The company’s rolling equipment includes bulldozers, backhoes, large excavators and sideboom tractors unique to the industry that place pipe ranging from six to 42 inches in diameter that is bent in the field to fit the local terrain. Latex typically sets up a temporary warehouse facility on out-of-state sites then breaks it down upon project completion.
“We’re also fortunate to have our own trucking company, Vesco Specialized Carriers. They do all of our heavy hauling and run up to 13 axles long. They do some very big work and are available to others when we’re not using them,” says Davis.
Environmentally sustainable construction practices have impacted the industry to the point that, Stotz says, “It’s now about 20 percent of the cost of every project that’s passed on to the consumer. We have very strict guidelines. Since 1995, most states have pretty well adopted national guidelines, i.e. FERC.”
The company maintains a crew dedicated solely to addressing environmental issues. “It requires constant education and training to stay up to date,” Davis says.

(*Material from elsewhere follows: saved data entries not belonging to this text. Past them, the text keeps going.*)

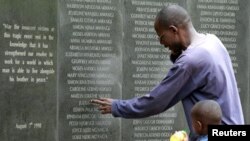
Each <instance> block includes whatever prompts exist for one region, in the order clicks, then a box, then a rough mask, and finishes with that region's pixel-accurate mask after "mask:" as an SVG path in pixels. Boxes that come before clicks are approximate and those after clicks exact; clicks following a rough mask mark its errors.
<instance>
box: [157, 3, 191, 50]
mask: <svg viewBox="0 0 250 141" xmlns="http://www.w3.org/2000/svg"><path fill="white" fill-rule="evenodd" d="M190 25H192V24H191V20H190V17H189V15H188V13H187V11H186V10H185V9H184V8H182V7H180V6H178V5H170V6H166V7H163V8H162V9H161V10H160V11H159V12H158V14H157V16H156V19H155V24H154V28H155V31H156V33H157V35H158V36H159V41H160V43H161V44H163V45H164V46H165V47H168V48H169V49H170V50H171V51H172V53H173V54H180V53H181V52H182V50H185V49H186V48H187V46H188V45H189V44H190V37H189V33H188V32H189V30H188V28H189V27H190Z"/></svg>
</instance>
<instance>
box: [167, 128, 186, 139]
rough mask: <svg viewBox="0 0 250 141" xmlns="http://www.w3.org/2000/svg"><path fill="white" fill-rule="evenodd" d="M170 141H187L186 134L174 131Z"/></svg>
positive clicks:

Davis has an extensive safety background and says safety is a priority that requires extensive re-training of veteran workers entrenched in old practices. “That’s a big challenge, getting them to change and take ownership of safety. The younger guys are usually no worries. Working with large equipment and large pipe, there are a lot of dynamics going on. There are 20–30 people on a crew working in close proximity and a lot going on, so you really have to watch. That’s a real challenge – there is nothing out there that is little and it’s a constant concern,” he says.
In recent years, owner companies have been using existing right of ways. Often times, Stotz says, “pipeline crews find themselves working around a lot of power lines, either inside or right alongside the right of way. They have to be extremely careful.”
Latex performs the majority of site preparation work, including the clearing of timber and on the rights of way. Horizontal directional drilling and non-destructive testing (X-rays) are sub-contracted out to a handful of trusted partners.
The company’s nod to technology comes in the form of Primavera used for project scheduling and tracking and new technology installed on equipment to warn when you are to close to overhead powerlines.
IN THE FUTURE
Where operations were once confined east of the Mississippi River and south of the Mason-Dixon Line, Latex is now a respected national contractor and that’s just fine with Stotz.
“We’re not interested in overseas work. I would say we’re pretty well going to remain status quo. We want to grow a bit but we’re going to be a family-owned company and our bread and butter is still going to be here in the Southeast,” he concludes.
FACTS At A Glance:
Company Name: Latex Construction
CEO: Bill Honey
Operations: Latex is the largest family-owned pipeline contractor in the United States.